Le modèle financiarisé axé sur la dette de l’Occident, cependant, est coûteux, des pans entiers de la population sont de plus en plus pauvres et privés de revenus discrétionnaires après avoir payé les frais de service de la dette.
La périphérie occidentale, dépourvue de la tradition du Proche-Orient, s’est « orientée» afin de permettre à une riche oligarchie créancière de prendre le pouvoir et de concentrer la propriété foncière et immobilière entre ses propres mains. À des fins de relations publiques, elle a prétendu être une «démocratie» et dénoncé toute réglementation gouvernementale protectrice comme étant, par définition, une «autocratie». C’est le deuxième grand modèle, mais avec son surendettement et désormais dans une spirale inflationniste, il est lui aussi bloqué, faute de moyens pour avancer.
Ce dernier modèle fondé sur la dette est celui qui s’est développé à Rome. Et nous vivons toujours dans ce modèle. Rendre les débiteurs dépendants de riches créanciers est ce que les économistes d’aujourd’hui appellent un « marché libre ». Ceci passe par un pays sans freins et sans contrepoids publics face aux inégalités, à la fraude ou à la privatisation du domaine public.
Cette éthique néolibérale pro-créanciers, affirme le professeur Hudson, est à l’origine de la nouvelle guerre froide d’aujourd’hui.

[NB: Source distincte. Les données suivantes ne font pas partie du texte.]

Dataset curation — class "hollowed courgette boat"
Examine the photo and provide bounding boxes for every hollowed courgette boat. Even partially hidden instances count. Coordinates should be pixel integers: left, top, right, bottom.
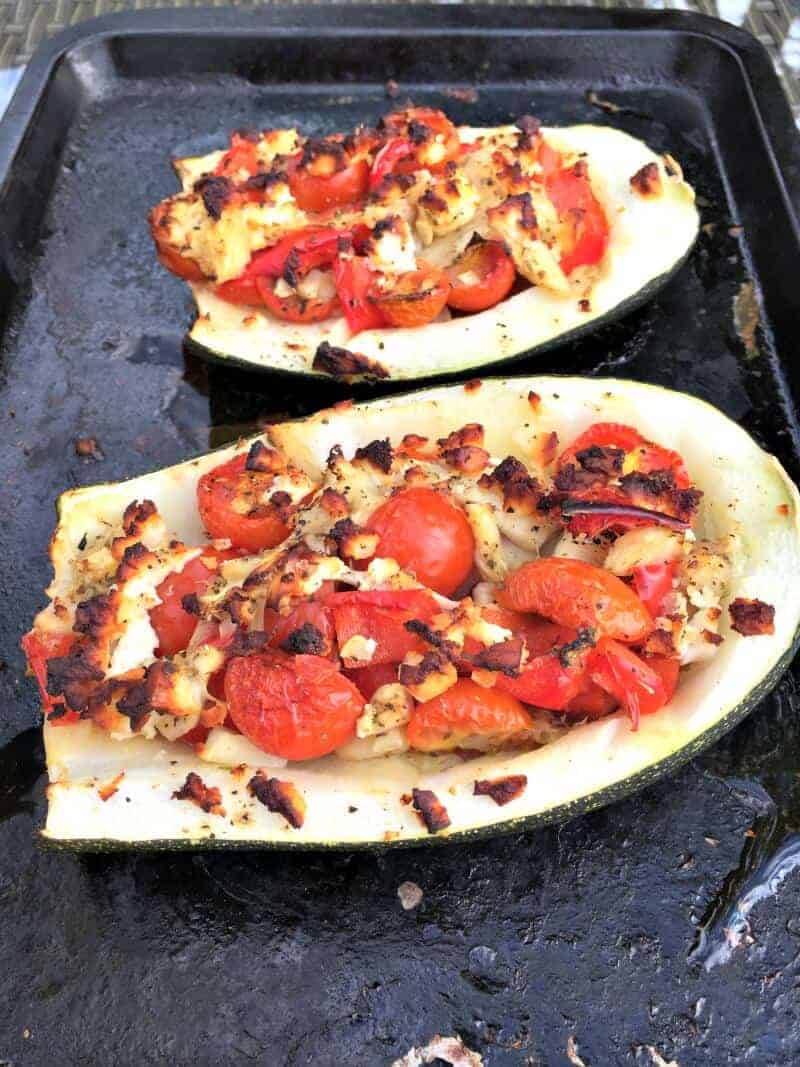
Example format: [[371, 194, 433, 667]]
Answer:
[[23, 378, 800, 848], [150, 108, 699, 380]]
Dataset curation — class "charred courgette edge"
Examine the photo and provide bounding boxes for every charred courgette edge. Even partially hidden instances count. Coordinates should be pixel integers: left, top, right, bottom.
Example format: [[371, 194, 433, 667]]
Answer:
[[44, 377, 800, 850], [184, 125, 700, 381]]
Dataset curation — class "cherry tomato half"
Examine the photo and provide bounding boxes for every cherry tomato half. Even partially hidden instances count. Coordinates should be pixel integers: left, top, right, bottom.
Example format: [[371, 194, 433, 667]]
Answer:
[[498, 556, 653, 642], [20, 632, 80, 726], [589, 638, 681, 730], [367, 262, 450, 327], [544, 163, 608, 274], [197, 455, 289, 552], [325, 589, 439, 668], [447, 241, 516, 312], [406, 678, 531, 752], [149, 545, 241, 656], [367, 488, 475, 596], [334, 256, 386, 334], [225, 653, 364, 760], [289, 159, 370, 213]]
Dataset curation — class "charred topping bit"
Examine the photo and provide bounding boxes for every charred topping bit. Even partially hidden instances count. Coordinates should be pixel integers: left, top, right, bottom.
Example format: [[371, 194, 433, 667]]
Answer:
[[75, 437, 106, 460], [279, 622, 329, 656], [630, 163, 661, 196], [225, 630, 270, 659], [327, 519, 381, 559], [473, 637, 525, 678], [478, 456, 542, 512], [473, 775, 528, 807], [412, 787, 450, 833], [403, 619, 458, 667], [397, 644, 450, 687], [311, 340, 389, 378], [353, 437, 394, 474], [558, 628, 597, 669], [727, 596, 775, 637], [172, 770, 225, 816], [244, 441, 286, 474], [194, 175, 234, 220], [575, 445, 625, 478], [247, 770, 306, 830]]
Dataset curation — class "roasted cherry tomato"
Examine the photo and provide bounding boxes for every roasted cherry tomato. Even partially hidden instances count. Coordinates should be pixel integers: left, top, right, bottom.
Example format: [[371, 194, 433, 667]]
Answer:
[[149, 545, 241, 656], [367, 262, 450, 327], [564, 675, 618, 719], [225, 653, 364, 760], [289, 159, 370, 213], [406, 678, 531, 752], [634, 559, 677, 619], [324, 589, 439, 668], [149, 204, 206, 282], [544, 161, 608, 274], [334, 256, 387, 334], [498, 556, 653, 643], [256, 277, 339, 322], [265, 601, 334, 656], [589, 637, 681, 730], [345, 664, 398, 700], [20, 633, 80, 726], [215, 226, 359, 305], [197, 455, 289, 552], [447, 241, 516, 312], [367, 488, 475, 596], [214, 133, 258, 178]]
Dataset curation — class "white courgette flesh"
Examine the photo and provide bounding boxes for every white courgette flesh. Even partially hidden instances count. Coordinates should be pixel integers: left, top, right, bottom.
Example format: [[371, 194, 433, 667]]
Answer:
[[45, 378, 800, 848], [184, 126, 699, 380]]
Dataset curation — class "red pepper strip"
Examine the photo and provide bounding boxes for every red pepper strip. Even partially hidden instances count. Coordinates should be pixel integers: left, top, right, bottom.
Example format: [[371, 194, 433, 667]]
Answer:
[[369, 138, 414, 191], [561, 500, 691, 532], [334, 256, 386, 334], [634, 559, 677, 619]]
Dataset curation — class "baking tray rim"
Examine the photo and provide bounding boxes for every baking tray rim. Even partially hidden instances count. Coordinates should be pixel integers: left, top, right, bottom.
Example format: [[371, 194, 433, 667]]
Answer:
[[0, 3, 800, 224]]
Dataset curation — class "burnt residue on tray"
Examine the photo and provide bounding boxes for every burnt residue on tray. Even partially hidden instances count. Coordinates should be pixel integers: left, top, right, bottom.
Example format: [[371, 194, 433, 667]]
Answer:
[[0, 6, 800, 1067]]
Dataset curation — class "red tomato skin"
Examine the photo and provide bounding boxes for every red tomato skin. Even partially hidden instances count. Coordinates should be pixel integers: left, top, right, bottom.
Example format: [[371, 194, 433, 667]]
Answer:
[[334, 256, 386, 334], [406, 678, 531, 752], [197, 455, 289, 552], [367, 488, 475, 596], [331, 590, 438, 668], [20, 632, 80, 726], [498, 556, 654, 643], [225, 653, 364, 760], [343, 664, 398, 700], [289, 159, 370, 213], [447, 241, 516, 312], [367, 264, 450, 329], [589, 638, 679, 730]]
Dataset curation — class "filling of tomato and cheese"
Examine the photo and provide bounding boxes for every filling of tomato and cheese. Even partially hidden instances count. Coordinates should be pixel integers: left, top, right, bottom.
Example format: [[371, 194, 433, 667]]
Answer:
[[150, 108, 618, 334], [25, 416, 773, 766]]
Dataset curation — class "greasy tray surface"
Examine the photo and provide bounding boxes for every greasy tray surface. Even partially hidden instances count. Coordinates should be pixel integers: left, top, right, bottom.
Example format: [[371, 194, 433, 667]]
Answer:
[[0, 7, 800, 1067]]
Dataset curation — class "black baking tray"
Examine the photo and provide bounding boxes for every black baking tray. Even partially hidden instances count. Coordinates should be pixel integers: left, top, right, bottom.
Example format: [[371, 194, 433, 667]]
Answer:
[[0, 5, 800, 1067]]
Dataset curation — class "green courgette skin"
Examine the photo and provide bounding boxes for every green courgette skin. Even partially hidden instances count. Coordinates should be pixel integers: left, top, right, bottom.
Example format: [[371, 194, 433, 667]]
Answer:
[[38, 628, 800, 853]]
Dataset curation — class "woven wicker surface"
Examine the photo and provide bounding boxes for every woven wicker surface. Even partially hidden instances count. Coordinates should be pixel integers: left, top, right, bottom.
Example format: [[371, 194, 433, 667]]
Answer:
[[0, 0, 800, 121]]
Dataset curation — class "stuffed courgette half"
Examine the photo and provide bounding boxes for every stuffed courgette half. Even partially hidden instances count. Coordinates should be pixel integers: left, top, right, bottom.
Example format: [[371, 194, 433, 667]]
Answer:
[[23, 378, 800, 847], [150, 108, 699, 380]]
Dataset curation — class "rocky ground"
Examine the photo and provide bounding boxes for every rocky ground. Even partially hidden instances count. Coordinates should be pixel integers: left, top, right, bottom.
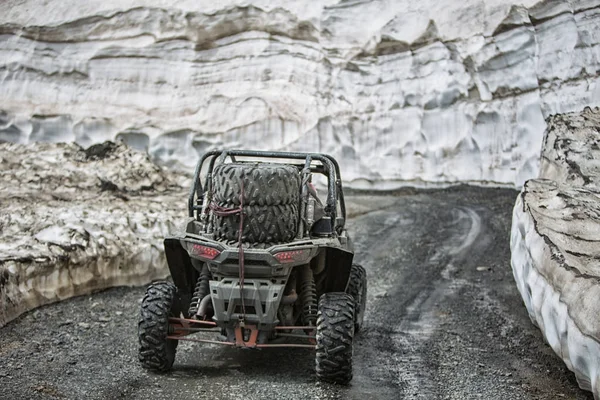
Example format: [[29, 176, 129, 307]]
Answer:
[[0, 187, 592, 399]]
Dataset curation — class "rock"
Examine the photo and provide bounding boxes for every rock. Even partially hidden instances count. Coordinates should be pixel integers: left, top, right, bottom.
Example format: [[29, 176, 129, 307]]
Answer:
[[511, 108, 600, 398], [0, 0, 600, 191], [0, 143, 187, 326]]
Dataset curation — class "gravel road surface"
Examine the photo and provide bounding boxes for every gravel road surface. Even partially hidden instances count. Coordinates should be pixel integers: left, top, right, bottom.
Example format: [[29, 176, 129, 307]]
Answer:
[[0, 187, 593, 400]]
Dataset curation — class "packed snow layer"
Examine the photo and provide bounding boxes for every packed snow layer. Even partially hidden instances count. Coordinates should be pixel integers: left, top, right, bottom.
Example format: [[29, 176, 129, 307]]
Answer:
[[0, 0, 600, 189], [511, 108, 600, 399], [0, 143, 187, 327]]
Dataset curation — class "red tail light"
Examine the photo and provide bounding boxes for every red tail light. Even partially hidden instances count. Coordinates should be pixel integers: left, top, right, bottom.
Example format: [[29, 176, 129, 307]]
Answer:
[[274, 249, 310, 264], [190, 244, 221, 260]]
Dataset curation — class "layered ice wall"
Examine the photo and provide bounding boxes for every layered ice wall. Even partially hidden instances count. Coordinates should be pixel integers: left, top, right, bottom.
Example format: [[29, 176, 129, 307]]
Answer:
[[0, 143, 187, 327], [511, 108, 600, 399], [0, 0, 600, 189]]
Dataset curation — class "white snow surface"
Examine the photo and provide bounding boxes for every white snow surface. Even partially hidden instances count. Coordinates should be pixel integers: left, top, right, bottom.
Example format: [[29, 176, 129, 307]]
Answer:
[[0, 0, 600, 189], [0, 143, 187, 327], [511, 108, 600, 399]]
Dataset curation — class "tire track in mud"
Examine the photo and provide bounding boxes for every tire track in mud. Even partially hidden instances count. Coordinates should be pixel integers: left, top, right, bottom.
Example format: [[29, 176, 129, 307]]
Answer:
[[0, 187, 592, 400], [354, 203, 481, 399]]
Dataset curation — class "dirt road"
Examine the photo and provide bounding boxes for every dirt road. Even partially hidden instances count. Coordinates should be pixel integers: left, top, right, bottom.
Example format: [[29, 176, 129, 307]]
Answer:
[[0, 187, 592, 400]]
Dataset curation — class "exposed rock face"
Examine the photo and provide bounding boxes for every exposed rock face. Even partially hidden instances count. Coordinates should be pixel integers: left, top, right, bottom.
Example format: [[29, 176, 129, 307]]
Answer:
[[511, 108, 600, 399], [0, 0, 600, 188], [0, 143, 187, 326]]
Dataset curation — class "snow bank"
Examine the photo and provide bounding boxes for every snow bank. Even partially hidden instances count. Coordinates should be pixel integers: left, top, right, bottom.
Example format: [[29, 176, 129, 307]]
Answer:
[[511, 108, 600, 399], [0, 143, 187, 326], [0, 0, 600, 189]]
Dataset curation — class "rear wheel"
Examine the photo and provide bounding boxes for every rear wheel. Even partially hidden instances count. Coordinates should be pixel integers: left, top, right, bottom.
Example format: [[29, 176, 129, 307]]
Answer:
[[138, 282, 179, 372], [346, 264, 367, 333], [316, 292, 354, 385]]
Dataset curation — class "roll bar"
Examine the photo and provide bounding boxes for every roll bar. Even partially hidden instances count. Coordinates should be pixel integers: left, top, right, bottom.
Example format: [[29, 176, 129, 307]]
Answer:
[[188, 150, 346, 231]]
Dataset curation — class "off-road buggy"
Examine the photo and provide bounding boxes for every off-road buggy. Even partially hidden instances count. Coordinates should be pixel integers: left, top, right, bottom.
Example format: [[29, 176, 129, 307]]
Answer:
[[138, 150, 367, 384]]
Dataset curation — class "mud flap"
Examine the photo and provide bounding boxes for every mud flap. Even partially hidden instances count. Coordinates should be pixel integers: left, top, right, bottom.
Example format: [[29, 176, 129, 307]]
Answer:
[[164, 237, 200, 312], [316, 248, 354, 293]]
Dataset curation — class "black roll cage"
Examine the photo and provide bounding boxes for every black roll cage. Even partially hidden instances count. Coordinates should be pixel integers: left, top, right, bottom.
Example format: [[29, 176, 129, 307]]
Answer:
[[188, 150, 346, 231]]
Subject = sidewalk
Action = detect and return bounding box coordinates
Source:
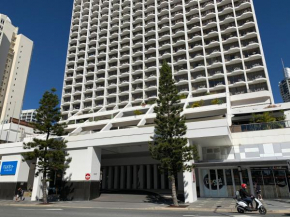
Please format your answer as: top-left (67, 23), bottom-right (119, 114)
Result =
top-left (0, 198), bottom-right (290, 214)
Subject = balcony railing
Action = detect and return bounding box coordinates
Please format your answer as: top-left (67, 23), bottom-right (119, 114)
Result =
top-left (231, 120), bottom-right (290, 133)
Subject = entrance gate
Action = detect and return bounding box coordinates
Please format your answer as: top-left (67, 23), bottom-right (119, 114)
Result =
top-left (200, 167), bottom-right (290, 198)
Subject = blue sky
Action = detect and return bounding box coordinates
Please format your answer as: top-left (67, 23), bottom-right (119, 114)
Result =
top-left (0, 0), bottom-right (290, 109)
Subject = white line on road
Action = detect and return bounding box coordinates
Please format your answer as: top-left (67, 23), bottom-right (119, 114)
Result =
top-left (18, 209), bottom-right (63, 211)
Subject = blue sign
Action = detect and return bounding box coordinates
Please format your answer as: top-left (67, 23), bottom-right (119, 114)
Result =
top-left (0, 161), bottom-right (18, 176)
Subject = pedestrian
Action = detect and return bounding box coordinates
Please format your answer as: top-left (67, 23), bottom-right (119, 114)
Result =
top-left (15, 187), bottom-right (23, 202)
top-left (255, 182), bottom-right (263, 200)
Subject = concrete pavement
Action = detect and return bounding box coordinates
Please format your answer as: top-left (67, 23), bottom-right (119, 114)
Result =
top-left (0, 194), bottom-right (290, 214)
top-left (0, 206), bottom-right (285, 217)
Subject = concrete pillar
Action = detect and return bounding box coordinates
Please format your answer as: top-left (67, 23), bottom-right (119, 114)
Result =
top-left (247, 168), bottom-right (255, 195)
top-left (84, 147), bottom-right (102, 181)
top-left (154, 164), bottom-right (159, 189)
top-left (102, 167), bottom-right (108, 189)
top-left (168, 172), bottom-right (172, 189)
top-left (177, 172), bottom-right (183, 191)
top-left (114, 166), bottom-right (120, 189)
top-left (120, 166), bottom-right (125, 189)
top-left (183, 141), bottom-right (197, 203)
top-left (127, 166), bottom-right (132, 189)
top-left (138, 165), bottom-right (144, 189)
top-left (108, 167), bottom-right (113, 189)
top-left (31, 170), bottom-right (43, 201)
top-left (147, 164), bottom-right (152, 189)
top-left (133, 165), bottom-right (138, 189)
top-left (161, 172), bottom-right (165, 189)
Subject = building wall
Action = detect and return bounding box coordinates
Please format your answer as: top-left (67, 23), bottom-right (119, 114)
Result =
top-left (61, 0), bottom-right (273, 120)
top-left (1, 35), bottom-right (33, 120)
top-left (0, 14), bottom-right (33, 122)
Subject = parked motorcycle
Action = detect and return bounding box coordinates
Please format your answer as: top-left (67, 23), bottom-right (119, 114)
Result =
top-left (234, 191), bottom-right (267, 215)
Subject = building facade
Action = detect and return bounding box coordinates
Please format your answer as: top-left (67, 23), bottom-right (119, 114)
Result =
top-left (279, 68), bottom-right (290, 102)
top-left (20, 109), bottom-right (36, 123)
top-left (61, 0), bottom-right (273, 120)
top-left (0, 0), bottom-right (290, 203)
top-left (0, 14), bottom-right (33, 122)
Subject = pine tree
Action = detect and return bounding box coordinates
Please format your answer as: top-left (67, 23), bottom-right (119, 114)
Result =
top-left (23, 88), bottom-right (71, 204)
top-left (149, 62), bottom-right (198, 206)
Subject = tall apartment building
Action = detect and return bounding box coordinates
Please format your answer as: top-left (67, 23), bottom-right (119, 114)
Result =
top-left (4, 0), bottom-right (290, 203)
top-left (0, 14), bottom-right (33, 121)
top-left (61, 0), bottom-right (273, 120)
top-left (20, 109), bottom-right (36, 123)
top-left (279, 67), bottom-right (290, 102)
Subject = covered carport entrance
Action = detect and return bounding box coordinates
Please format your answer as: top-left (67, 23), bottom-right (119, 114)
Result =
top-left (101, 143), bottom-right (184, 194)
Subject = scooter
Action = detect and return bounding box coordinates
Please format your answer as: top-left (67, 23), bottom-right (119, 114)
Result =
top-left (234, 191), bottom-right (267, 215)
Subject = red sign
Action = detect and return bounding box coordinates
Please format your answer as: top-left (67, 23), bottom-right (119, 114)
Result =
top-left (85, 173), bottom-right (91, 180)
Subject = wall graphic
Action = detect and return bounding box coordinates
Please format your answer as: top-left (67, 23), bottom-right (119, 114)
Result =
top-left (0, 161), bottom-right (18, 176)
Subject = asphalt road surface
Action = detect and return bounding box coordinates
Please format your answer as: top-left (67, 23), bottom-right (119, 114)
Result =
top-left (0, 206), bottom-right (290, 217)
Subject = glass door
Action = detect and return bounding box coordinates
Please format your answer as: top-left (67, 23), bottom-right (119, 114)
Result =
top-left (225, 169), bottom-right (235, 197)
top-left (201, 169), bottom-right (211, 197)
top-left (261, 169), bottom-right (277, 198)
top-left (209, 170), bottom-right (219, 197)
top-left (217, 169), bottom-right (228, 197)
top-left (274, 170), bottom-right (289, 198)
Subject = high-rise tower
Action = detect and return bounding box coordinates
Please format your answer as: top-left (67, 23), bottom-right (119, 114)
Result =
top-left (0, 14), bottom-right (33, 121)
top-left (61, 0), bottom-right (273, 120)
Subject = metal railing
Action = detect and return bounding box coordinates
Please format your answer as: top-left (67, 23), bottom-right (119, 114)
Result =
top-left (231, 120), bottom-right (290, 133)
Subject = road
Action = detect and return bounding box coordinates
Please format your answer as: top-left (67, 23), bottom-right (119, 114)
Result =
top-left (0, 206), bottom-right (288, 217)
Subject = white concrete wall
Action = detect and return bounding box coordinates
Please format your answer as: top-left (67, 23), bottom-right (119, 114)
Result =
top-left (232, 128), bottom-right (290, 146)
top-left (64, 147), bottom-right (101, 181)
top-left (1, 35), bottom-right (33, 120)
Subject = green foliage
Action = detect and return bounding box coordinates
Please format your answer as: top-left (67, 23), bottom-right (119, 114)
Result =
top-left (23, 89), bottom-right (71, 203)
top-left (147, 100), bottom-right (156, 105)
top-left (191, 99), bottom-right (204, 108)
top-left (134, 110), bottom-right (143, 116)
top-left (179, 93), bottom-right (187, 99)
top-left (149, 62), bottom-right (198, 205)
top-left (67, 120), bottom-right (76, 125)
top-left (211, 99), bottom-right (224, 105)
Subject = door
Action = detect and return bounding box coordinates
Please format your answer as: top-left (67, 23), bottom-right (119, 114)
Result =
top-left (217, 169), bottom-right (228, 197)
top-left (274, 170), bottom-right (289, 198)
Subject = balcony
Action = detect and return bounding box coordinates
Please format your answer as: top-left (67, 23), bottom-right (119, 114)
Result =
top-left (230, 121), bottom-right (290, 133)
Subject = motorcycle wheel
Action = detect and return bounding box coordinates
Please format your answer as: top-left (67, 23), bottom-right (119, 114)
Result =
top-left (259, 206), bottom-right (267, 215)
top-left (237, 207), bottom-right (245, 213)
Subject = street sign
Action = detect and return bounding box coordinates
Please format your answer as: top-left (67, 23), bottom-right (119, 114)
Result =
top-left (85, 173), bottom-right (91, 181)
top-left (0, 161), bottom-right (18, 176)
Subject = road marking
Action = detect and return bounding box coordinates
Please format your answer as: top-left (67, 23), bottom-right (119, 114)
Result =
top-left (18, 209), bottom-right (63, 211)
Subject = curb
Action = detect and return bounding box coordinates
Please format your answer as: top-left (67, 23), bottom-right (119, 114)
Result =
top-left (0, 204), bottom-right (290, 214)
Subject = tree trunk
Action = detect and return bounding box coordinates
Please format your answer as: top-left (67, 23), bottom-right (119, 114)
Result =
top-left (42, 174), bottom-right (48, 204)
top-left (171, 174), bottom-right (179, 206)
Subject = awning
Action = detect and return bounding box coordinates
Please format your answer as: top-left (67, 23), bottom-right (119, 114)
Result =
top-left (194, 159), bottom-right (287, 168)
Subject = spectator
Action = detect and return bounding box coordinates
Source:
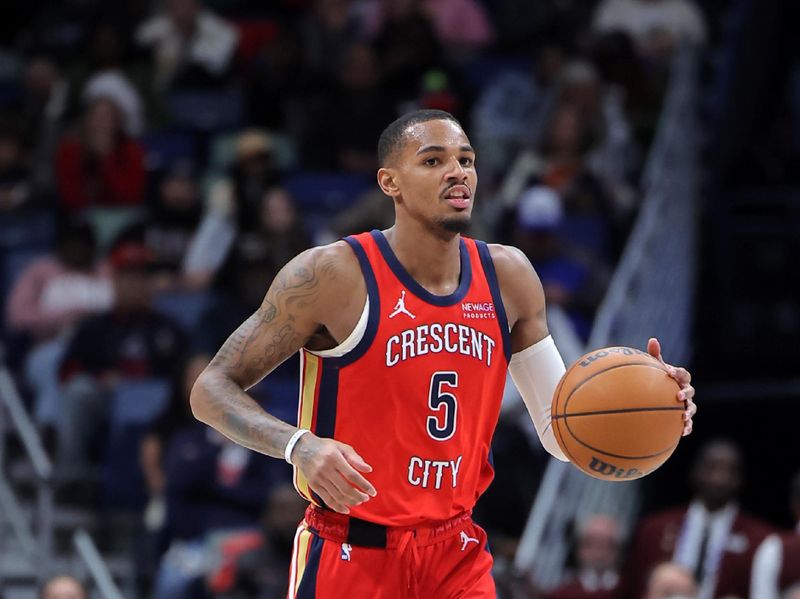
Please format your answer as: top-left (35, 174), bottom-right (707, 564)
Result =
top-left (245, 23), bottom-right (312, 132)
top-left (39, 574), bottom-right (89, 599)
top-left (366, 0), bottom-right (443, 102)
top-left (303, 0), bottom-right (363, 76)
top-left (514, 185), bottom-right (609, 339)
top-left (186, 130), bottom-right (282, 286)
top-left (545, 515), bottom-right (622, 599)
top-left (625, 439), bottom-right (771, 599)
top-left (6, 219), bottom-right (113, 440)
top-left (153, 408), bottom-right (290, 599)
top-left (56, 97), bottom-right (146, 212)
top-left (781, 584), bottom-right (800, 599)
top-left (212, 483), bottom-right (308, 599)
top-left (136, 0), bottom-right (238, 88)
top-left (303, 44), bottom-right (395, 173)
top-left (117, 160), bottom-right (202, 291)
top-left (59, 243), bottom-right (184, 483)
top-left (0, 120), bottom-right (36, 214)
top-left (594, 0), bottom-right (706, 61)
top-left (642, 562), bottom-right (696, 599)
top-left (366, 0), bottom-right (494, 55)
top-left (139, 353), bottom-right (211, 532)
top-left (22, 56), bottom-right (69, 195)
top-left (750, 471), bottom-right (800, 599)
top-left (471, 54), bottom-right (548, 185)
top-left (6, 219), bottom-right (112, 342)
top-left (70, 23), bottom-right (152, 137)
top-left (501, 98), bottom-right (630, 260)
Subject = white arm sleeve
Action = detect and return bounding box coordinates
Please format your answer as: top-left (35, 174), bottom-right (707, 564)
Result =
top-left (750, 535), bottom-right (783, 599)
top-left (508, 335), bottom-right (569, 462)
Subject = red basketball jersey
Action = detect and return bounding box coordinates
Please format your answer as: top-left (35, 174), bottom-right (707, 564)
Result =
top-left (295, 231), bottom-right (511, 526)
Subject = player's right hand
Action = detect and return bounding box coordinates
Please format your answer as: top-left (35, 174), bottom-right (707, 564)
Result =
top-left (292, 433), bottom-right (377, 514)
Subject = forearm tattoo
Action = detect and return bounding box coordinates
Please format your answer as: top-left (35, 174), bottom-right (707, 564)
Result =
top-left (202, 252), bottom-right (335, 457)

Lorsque le président Biden décrit ce grand conflit mondial visant à isoler la Chine, la Russie, l’Inde, l’Iran et leurs partenaires commerciaux eurasiens, il le caractérise comme une lutte existentielle entre « démocratie » et « autocratie ».
Par « démocratie », il entend le système dominé par l’oligarchie. Et par « autocratie », il entend tout gouvernement suffisamment fort pour empêcher l’ oligarchie financière de s’emparer du gouvernement et de la société et d’imposer ses règles néolibérales. Dans la terminologie de Biden un régime autocratique est un régime qui s ‘oppose aux pleins pouvoirs des oligarques et de leurs complices. Poutine est dénoncé comme autocrate précisément parce qu’il veut empêcher une oligarchie financière plus ou moins internationales de s’emparer du gouvernement et de la société.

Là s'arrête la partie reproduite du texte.